Voltando aos ricos ensinamentos da obra que estamos analisando, percebemos um retrato histórico doado por Foucault: “Os parricidas – e os regicidas, a eles assemelhados- eram conduzidos ao cadafalso, cobertos por um véu negro, onde, até 1832, lhe cortavam a mão”.

Por que o Estado passou a cobrir o rosto dos criminosos, em vez de lhe expor, como se fazia nos suplícios públicos? Por um simples e importante motivo: evitar a publicidade desses fatos. Somos, ao lado de grandes gênios e pensadores, defensores do fato de que a mídia deveria evitar exibir de forma sensacionalista alguns desatinos sociais. Não é de hoje a percepção de que, quando um novo crime, ou modalidade de crime, é exibida na mídia, dias ulteriores, há uma verdadeira epidemia do neocrime. País afora. Parece que a televisão, a internet, o jornal, o rádio ensinam a pessoa a fazer algo que ela nem imaginava ou, como pensam alguns, acordam o gene sociopata e psicopata que está adormecido em determinados indivíduos.

Nos idos da década de 1980 e 1990, a Inglaterra passou por um momento difícil na área esportiva, mais precisamente no futebol.
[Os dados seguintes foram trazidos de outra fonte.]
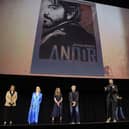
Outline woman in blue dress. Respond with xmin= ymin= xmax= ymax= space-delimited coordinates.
xmin=52 ymin=88 xmax=63 ymax=123
xmin=28 ymin=86 xmax=42 ymax=124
As torcidas dos inúmeros clubes de futebol daquele país passaram a se uniformizar e se organizar para torcer pelo seu time nos estádios. Até aí, nada de mais, pelo contrário, atitude interessante de coesão e união em prol da sua agremiação esportiva. O problema veio depois. A rivalidade esportiva ultrapassou o bom senso do esporte e passou a lesar a integridade física das pessoas, ceifando, em alguns casos, até a própria vida. Nesse momento, a Inglaterra passou a conhecer grupos de torcedores intitulados Hooligans, que, em tradução livre, quer dizer: Vândalos. Esses torcedores praticavam violência contra outros torcedores, terceiros que nada tinham a ver com revanchismo desportivo, propriedades, animais, espaços públicos e tudo mais que se encontrava na direção deles. Era uma verdadeira horda de marginais a saquear, espancar, espoliar, depredar e destruir. Como a Inglaterra conseguiu educa-los? Simples. Parou de exibir em telejornais, jornais escritos e rádios, notícias que informassem a ação desses arruaceiros. Os psicanalistas e antropólogos são unânimes em concordar que todo ser humano é exibicionista, uns são menos, outros são muito, mas todos o são. Muitos desses hooligans objetivavam a mídia, a publicidade, a propaganda, a falácia de chegar para os amigos e dizer: “Não sou um mero anônimo, sou um hooligan e ontem a ação do meu grupo foi televisionada, foi fotografada etc.”. Cessou a mídia, cessarem os ataques.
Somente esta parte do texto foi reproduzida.